Ощущение приветливости этого дома еще более возросло, когда я, перешагнув порог, уловила соблазнительный запах жареного мяса и свежеиспеченного хлеба.
— Ужин… — прошептал Джейми, закрыв глаза и вдыхая дразнящие ароматы. — Боже, я мог бы съесть целую лошадь. — С его плаща падали тающие льдинки, оставляя на деревянном полу мокрые следы.
— А я и думаю, что нам придется съесть одну из них, — заметила я, развязывая тесемки своего плаща и стряхивая снег с волос. — Те бедные создания, что ты сторговал в Киркимилл, едва шли.
В доме услышали звук наших голосов, дверь отворилась, послышался топот маленьких ножек и крики радости — это юный Джейми увидел внизу своего тезку. Привлеченные шумом, появились другие обитатели дома, и не успели мы оглянуться, как оказались в окружении Дженни, маленькой Мэгги, Айена, миссис Крук и, сопровождаемые служанками, устремились в зал.
— Как же я рада вас видеть, мои дорогие! — в третий раз повторяла Дженни, вставая на цыпочки, чтобы поцеловать Джейми. — Судя по тому, что говорят об армии, мы не надеялись увидеть вас так скоро.
— А как же люди? — спросил Айен. — Пришли с тобой или ты заглянул сюда ненадолго?
— Пришли со мной? — удивленно повторил Джейми. Он как раз обнимал свою старшую племянницу, но, застигнутый врасплох вопросом зятя, тут же забыл о малышке. Та сердито дернула его за волосы, он пришел в себя, рассеянно поцеловал девочку и передал ее мне. — Что ты хочешь сказать, Айен? — требовательно спросил он. — Все люди должны были вернуться месяц назад. Кто-то еще не пришел?

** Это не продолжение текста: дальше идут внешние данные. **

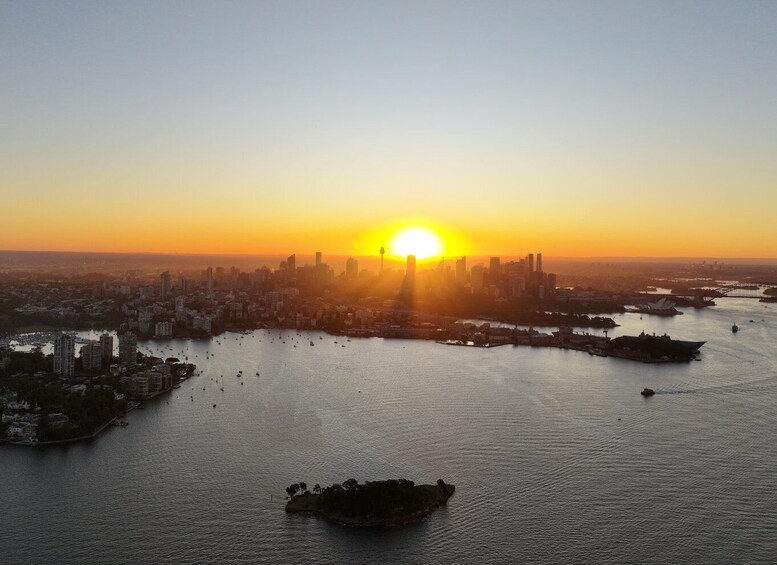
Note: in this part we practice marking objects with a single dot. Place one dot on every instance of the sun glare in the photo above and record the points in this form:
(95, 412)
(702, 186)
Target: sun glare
(416, 240)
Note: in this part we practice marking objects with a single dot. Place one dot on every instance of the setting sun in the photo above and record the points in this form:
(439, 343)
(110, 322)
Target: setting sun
(416, 240)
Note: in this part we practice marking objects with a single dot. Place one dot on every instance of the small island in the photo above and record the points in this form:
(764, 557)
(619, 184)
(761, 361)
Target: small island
(374, 503)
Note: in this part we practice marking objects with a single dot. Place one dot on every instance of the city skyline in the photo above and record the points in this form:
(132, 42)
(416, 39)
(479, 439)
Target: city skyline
(594, 129)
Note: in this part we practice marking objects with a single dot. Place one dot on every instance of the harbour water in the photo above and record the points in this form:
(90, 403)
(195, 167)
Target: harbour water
(556, 456)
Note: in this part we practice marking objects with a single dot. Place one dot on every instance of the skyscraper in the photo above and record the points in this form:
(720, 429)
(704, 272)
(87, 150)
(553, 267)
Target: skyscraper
(495, 267)
(65, 355)
(91, 356)
(106, 350)
(410, 271)
(128, 348)
(461, 270)
(351, 269)
(165, 284)
(291, 265)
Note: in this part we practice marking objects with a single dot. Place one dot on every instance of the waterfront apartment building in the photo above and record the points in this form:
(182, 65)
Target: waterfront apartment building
(163, 329)
(128, 348)
(65, 355)
(106, 350)
(91, 356)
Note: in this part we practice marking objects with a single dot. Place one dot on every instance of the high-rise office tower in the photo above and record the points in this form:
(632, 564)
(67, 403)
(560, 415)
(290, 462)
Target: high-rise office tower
(165, 284)
(91, 356)
(495, 267)
(291, 265)
(351, 269)
(410, 271)
(65, 355)
(128, 348)
(461, 270)
(106, 350)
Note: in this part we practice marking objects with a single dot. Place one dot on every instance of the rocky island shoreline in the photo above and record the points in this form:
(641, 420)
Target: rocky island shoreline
(375, 503)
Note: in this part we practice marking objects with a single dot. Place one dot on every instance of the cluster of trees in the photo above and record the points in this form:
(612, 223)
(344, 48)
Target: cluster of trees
(46, 395)
(374, 499)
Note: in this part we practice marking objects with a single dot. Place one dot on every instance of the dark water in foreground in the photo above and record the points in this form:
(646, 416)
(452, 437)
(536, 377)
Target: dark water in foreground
(545, 470)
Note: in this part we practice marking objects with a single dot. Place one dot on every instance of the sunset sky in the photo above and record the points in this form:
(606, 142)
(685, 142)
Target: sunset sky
(573, 128)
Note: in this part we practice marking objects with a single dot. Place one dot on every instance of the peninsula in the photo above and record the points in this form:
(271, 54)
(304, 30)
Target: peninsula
(374, 503)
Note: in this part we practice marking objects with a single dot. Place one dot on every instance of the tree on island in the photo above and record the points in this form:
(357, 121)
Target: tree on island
(292, 490)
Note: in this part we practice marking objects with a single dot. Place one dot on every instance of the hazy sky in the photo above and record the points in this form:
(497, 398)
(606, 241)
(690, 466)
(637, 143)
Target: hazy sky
(573, 128)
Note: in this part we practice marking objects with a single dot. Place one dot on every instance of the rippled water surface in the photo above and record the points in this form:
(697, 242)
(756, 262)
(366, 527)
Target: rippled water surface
(555, 455)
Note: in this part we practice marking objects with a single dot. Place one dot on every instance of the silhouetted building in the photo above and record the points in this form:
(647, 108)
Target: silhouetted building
(128, 348)
(291, 265)
(410, 270)
(165, 284)
(65, 355)
(106, 350)
(461, 270)
(351, 269)
(91, 356)
(494, 267)
(478, 274)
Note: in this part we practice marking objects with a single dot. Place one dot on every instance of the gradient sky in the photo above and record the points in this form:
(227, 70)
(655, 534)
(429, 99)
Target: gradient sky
(574, 128)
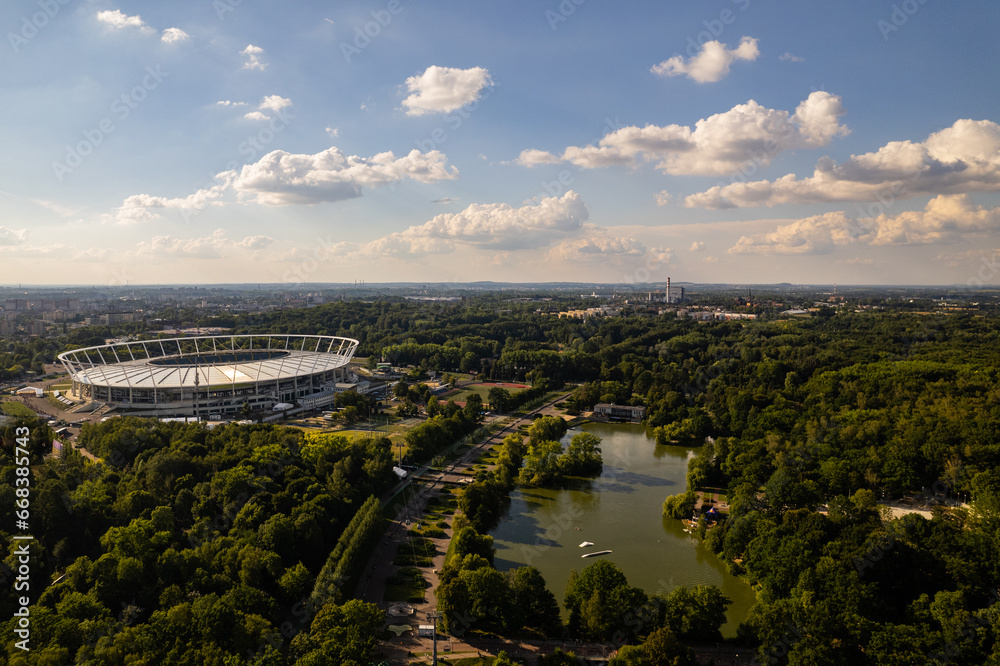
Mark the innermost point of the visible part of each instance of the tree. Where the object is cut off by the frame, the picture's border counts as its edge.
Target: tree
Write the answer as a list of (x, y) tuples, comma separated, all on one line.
[(679, 506), (499, 399), (535, 602), (547, 429), (587, 591), (661, 648), (469, 542), (474, 407), (344, 634), (696, 614), (583, 456)]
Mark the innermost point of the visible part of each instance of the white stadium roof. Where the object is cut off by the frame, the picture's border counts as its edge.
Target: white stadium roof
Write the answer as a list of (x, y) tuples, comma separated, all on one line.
[(209, 361)]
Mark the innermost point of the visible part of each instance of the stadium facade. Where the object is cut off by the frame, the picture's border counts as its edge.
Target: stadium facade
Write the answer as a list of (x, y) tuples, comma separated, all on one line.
[(210, 376)]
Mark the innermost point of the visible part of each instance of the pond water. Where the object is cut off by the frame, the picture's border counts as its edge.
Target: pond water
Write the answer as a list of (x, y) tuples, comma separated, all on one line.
[(619, 511)]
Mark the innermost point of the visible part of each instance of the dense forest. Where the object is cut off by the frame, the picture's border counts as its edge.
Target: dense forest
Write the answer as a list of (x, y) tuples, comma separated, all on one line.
[(806, 424), (196, 546)]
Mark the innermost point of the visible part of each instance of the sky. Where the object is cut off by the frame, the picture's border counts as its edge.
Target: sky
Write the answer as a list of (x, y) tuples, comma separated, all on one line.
[(718, 141)]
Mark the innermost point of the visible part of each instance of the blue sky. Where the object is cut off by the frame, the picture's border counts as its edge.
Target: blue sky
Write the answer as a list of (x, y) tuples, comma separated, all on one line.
[(726, 141)]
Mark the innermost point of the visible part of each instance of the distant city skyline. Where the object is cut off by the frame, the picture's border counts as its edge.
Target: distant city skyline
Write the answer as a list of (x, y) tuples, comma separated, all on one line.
[(727, 141)]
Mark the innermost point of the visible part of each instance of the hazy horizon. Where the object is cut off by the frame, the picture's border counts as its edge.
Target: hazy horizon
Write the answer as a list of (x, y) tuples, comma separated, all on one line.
[(719, 142)]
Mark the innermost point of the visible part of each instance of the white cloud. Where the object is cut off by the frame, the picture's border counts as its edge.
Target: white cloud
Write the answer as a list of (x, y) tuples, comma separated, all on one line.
[(253, 60), (719, 144), (443, 89), (174, 35), (275, 103), (116, 19), (962, 158), (10, 236), (281, 179), (533, 157), (601, 247), (496, 227), (141, 207), (946, 218), (272, 104), (711, 63), (214, 246)]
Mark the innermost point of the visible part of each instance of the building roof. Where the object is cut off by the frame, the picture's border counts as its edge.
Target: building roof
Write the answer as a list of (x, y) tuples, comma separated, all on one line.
[(223, 361)]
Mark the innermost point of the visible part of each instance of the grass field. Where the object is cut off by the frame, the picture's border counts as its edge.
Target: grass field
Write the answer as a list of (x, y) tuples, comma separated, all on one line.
[(17, 409), (483, 390), (407, 584)]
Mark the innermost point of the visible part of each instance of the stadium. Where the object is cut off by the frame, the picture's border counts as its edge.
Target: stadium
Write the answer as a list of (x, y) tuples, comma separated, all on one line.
[(210, 376)]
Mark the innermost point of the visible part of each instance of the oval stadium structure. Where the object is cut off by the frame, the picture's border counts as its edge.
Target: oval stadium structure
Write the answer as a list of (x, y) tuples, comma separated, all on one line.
[(210, 375)]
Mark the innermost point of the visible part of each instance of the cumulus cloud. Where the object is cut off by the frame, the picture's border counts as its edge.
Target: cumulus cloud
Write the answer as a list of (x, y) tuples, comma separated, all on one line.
[(711, 63), (496, 226), (962, 158), (601, 247), (10, 236), (275, 103), (117, 20), (214, 246), (946, 218), (443, 89), (272, 104), (253, 61), (719, 144), (174, 35), (143, 207), (281, 179), (534, 157)]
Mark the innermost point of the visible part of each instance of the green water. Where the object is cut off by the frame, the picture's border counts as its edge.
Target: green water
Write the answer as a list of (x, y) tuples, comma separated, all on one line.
[(618, 511)]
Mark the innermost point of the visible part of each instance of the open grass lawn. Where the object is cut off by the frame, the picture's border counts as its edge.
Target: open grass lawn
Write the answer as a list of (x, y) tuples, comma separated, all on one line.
[(17, 409), (407, 584), (460, 395)]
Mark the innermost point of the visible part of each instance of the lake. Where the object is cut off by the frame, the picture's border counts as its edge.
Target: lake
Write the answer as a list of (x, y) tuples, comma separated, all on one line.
[(619, 511)]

Я крепко держала маленькую Мэгги. Ужасное предчувствие овладело мной, когда я увидела, как исчезает улыбка с лица Айена.
— Никто из них не вернулся, — медленно произнес он. На его длинном, добродушном лице, как и на лице Джейми, появилось выражение озабоченности. — С тех пор как они ушли с вами, мы ничего о них не слышали.
Со двора, где Рэбби Макнаб возился с лошадьми, послышался крик. Джейми резко повернулся, открыл дверь и всмотрелся в снежную заметь.
Заглянув ему через плечо, я увидела всадника, скачущего сквозь белую пелену. Рассмотреть лицо было невозможно, но разве спутаешь с кем-нибудь маленькую крепкую фигуру, по-обезьяньи вцепившуюся в седло? «Быстрый, как молния», — говорил о нем Джейми, и он был прав. Совершить путешествие от Биали до Эдинбурга, а затем до Лаллиброха, и все это за неделю, — такое удается не каждому. Муртаг. И не нужно обладать даром провидения, чтобы догадаться — он везет плохие новости.